Was I naive for thinking the world was so simple? Or was I as smart then as I’ll ever be?
“I want to travel, and I want to write.” I don’t remember typing that, let alone posting it on the internet, but I can imagine 14-year-old Haley sitting in her parents’ office—at the old desktop computer where I was just as likely to be playing Zoo Tycoon—dreaming about the future. Making it real by shouting into the void. Regarding my current life with capital-W Wonder.
My Tumblr discovery came in the midst of a mild career crisis. (Can crises be mild? That’s the word I used when telling my mom about it, but probably “period of uncertainty” is more accurate.) I don’t even want a career in the corporate sense of the word—it’s one of the ways I feel distanced from my fellow B-school alumni—but I do want to feel self sufficient and proud of my output. Freelancing can be unstable (and content marketing drains me in a world of hyperconsumption). I took a lengthy social media break earlier this year and haven’t been working with brands on Instagram. I’m trying to figure out what I want Paws and Reflect to be, and how I should make my primary income, and if all that adds up to a whole I like.
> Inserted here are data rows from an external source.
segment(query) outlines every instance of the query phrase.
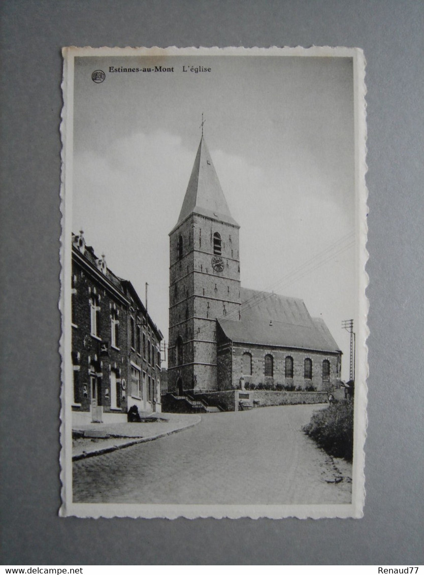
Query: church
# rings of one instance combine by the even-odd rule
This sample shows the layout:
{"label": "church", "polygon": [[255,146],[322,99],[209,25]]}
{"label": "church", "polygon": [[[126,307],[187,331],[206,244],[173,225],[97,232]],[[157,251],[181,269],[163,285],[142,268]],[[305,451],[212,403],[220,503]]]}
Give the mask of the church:
{"label": "church", "polygon": [[341,351],[324,321],[240,285],[239,231],[202,133],[169,233],[168,390],[333,389]]}

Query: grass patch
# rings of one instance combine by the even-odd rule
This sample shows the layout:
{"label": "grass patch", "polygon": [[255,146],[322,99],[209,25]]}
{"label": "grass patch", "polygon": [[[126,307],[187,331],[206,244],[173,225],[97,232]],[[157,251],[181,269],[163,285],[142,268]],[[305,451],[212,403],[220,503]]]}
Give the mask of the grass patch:
{"label": "grass patch", "polygon": [[334,402],[314,413],[303,431],[320,447],[348,461],[353,458],[353,402]]}

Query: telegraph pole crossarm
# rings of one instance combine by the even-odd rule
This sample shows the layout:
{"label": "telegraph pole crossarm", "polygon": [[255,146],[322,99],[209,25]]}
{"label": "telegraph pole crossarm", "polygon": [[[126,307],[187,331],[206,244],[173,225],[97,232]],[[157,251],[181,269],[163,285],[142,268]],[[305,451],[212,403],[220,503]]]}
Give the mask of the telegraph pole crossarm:
{"label": "telegraph pole crossarm", "polygon": [[344,320],[342,321],[342,328],[346,329],[350,334],[350,363],[349,372],[349,379],[354,381],[355,378],[355,334],[353,332],[353,320]]}

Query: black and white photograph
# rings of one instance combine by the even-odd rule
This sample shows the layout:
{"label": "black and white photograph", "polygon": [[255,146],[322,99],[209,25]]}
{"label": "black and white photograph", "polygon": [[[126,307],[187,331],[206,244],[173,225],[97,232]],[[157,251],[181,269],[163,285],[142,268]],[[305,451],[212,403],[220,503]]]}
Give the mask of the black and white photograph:
{"label": "black and white photograph", "polygon": [[63,57],[60,515],[360,518],[362,51]]}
After getting news of a client’s tightened budget, I somewhat frantically decided to resurrect my old writing portfolio. (Do I need to pivot to journalism to get paid to write anything that isn’t clickbait or sales-centric?) I was waist-deep in a CSS stylesheet I wrote five years ago when my 14-year-old self tapped me on the shoulder.
You want to travel, she said. And you want to write. That’s what you care about.
I looked around, Newfoundland’s two-lane highway glowing in the headlights, Sean’s too-long hair wrapped around his finger, Scout snoring in her crate. I saw us from above, the sunset peeking through heavy clouds, ocean cliffs surrounding our van. A firefly carving a washboard path. A beacon in the fog.
That’s what I’m doing, I whispered. That’s exactly what I’m already doing.
I can’t help but think that my 14-year-old self is prouder of me than anyone. All these other things I’ve grown concerned about—should I have more bylines? Are my old articles any good as my writing style has evolved? What if I’m never as successful as the badass writer I’m currently obsessed with?—never crossed her mind. She saw what was important. “I want to travel, and I want to write.” “I guess it doesn’t really matter so long as I’m with someone I love.” “I want to be wiser and smarter and braver, but deep down I want to still be easily amused and easily impressed and full of laughter.”
It seems I’ve hit the jackpot, rounded out the travel-love-writing trifecta, peaked at 26 years old doing exactly what my cringeworthy—but clear-eyed—freshman self thought I should.
I wouldn’t trust Past Haley’s take on healthy relationships or the merits of semicolons or anything approaching “live laugh love”. But she was right about a few points.
This life is enough for her. I will still change it, I’ll adjust and keep moving, but I will remember that it’s enough for me, too.